Based on the lock-free array queue, generic memory pools and ring queues are implemented, and they are also lock-free:

  • Memory pool: array queue + memory buffer array

  • FIFO ring queue: array queue + element node array

NVIPC Memory Pools#

Several shared memory pools are implemented in NVIPC. They are accessible by both the primary process and the secondary process. Each memory pool is an array of fixed size buffers. Buffer size and pool length (buffer count) are configurable by yaml file. If the buffer size or pool length is configured to 0, that memory pool will not be created. Below is the default NVIPC memory pools configuration which is used in cuPHY-CP.

Memory Pool ID

SHM file name at /dev/shm/

Comment

NV_IPC_MEMPOOL_CPU_MSG

<prefix>_cpu_msg

CPU memory for transfer MSG part.

NV_IPC_MEMPOOL_CPU_DATA

<prefix>_cpu_data

CPU memory for transfer DATA part.

NV_IPC_MEMPOOL_CPU_LARGE

<prefix>_cpu_large

CPU memory for transfer large DATA part.

NV_IPC_MEMPOOL_CUDA_DATA

<prefix>_cuda_data

GPU memory. Not used.

NV_IPC_MEMPOOL_GPU_DATA

<prefix>_gpu_data

GPU memory with GDR copy. Not used.

After NVIPC primary app initialized, the SHM files will present in /dev/shm/ folder.

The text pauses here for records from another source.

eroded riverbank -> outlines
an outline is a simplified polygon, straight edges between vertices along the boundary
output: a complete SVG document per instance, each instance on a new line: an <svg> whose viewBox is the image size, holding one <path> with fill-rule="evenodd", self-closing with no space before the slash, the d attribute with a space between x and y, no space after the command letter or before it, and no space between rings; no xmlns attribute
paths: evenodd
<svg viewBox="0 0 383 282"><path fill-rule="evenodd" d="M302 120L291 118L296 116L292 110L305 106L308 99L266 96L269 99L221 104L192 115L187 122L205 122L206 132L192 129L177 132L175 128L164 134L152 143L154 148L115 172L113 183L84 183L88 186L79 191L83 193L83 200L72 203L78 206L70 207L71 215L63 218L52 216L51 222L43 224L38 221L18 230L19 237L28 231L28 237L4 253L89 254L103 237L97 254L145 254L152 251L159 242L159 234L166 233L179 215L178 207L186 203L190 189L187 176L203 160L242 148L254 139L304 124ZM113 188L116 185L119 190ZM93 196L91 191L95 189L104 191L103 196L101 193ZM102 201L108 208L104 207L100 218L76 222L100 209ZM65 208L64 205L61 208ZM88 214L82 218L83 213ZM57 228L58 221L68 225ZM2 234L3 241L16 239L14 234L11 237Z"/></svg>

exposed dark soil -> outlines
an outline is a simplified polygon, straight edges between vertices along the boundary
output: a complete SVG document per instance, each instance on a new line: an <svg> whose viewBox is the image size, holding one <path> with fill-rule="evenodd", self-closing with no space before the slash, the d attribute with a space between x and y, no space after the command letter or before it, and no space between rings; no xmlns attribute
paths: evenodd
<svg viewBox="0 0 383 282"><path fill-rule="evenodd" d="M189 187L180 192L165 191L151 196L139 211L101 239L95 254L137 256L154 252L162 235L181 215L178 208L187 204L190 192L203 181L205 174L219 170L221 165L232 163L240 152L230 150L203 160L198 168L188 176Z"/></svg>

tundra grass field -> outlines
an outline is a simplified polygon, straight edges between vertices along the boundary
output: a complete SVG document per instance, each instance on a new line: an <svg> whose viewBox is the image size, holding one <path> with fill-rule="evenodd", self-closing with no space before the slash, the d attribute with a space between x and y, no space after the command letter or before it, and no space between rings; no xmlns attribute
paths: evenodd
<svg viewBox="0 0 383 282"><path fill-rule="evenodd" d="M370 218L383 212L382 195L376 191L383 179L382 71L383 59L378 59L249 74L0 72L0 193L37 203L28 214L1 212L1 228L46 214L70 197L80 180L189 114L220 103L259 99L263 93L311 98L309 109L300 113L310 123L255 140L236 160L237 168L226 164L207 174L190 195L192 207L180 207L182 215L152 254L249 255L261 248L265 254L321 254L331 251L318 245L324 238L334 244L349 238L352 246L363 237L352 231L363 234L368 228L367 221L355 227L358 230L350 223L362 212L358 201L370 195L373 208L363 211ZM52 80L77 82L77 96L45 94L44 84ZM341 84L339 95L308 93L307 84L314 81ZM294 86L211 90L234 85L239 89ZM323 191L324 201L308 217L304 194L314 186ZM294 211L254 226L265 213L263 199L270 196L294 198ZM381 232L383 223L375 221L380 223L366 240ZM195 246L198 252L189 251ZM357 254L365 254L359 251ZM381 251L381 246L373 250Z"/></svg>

Bi-Directional Message Queues#

Two ring queues will be created to deliver the message buffer indices. The TX ring in sender app and RX ring in receiver app are the same ring in shared memory of the system. Both DL and UL ring queues are stored in the same shared memory file.

SHM file name at /dev/shm/

Internal code name

IPC direction

PHY /PRIMARY

MAC /SECONDARY

<prefix>_shm

<prefix>_ring_m2s

Uplink

TX

RX

<prefix>_shm

<prefix>_ring_s2m

Downlink

RX

TX

NVIPC message notification#

NVIPC uses Linux event_fd to make notifications. It supports multiple I/O with select /poll/epoll mechanism. The message notification module architecture is as below.

../../../_images/msg_notification_module_arch.png

Each process creates an event_fd file descriptor efd_rx for incoming message notification and share it with peer process. The local efd_rx for receiving is shared as efd_tx for sending in peer side. Receiver process can call get_fd() to get the I/O descriptor and use poll/epoll to get the notification. Besides, the event_fd is initiated with EFD_SEMAPHORE flag so it can work like a semaphore. NVIPC provides both event/select style and semaphore style notification APIs.

NVIPC message flow#

A typical message transfer flow is shown below.

../../../_images/message_transfer_flow_example.png

Since the memory pools and ring queues support lockless concurrency, the use of notification APIs is not mandatory. If users don’t want to use notification, the receiver should poll the incoming message queue by keep dequeueing from the lock-free queue. rx_recv_msg() function returns -1 when the queue is empty.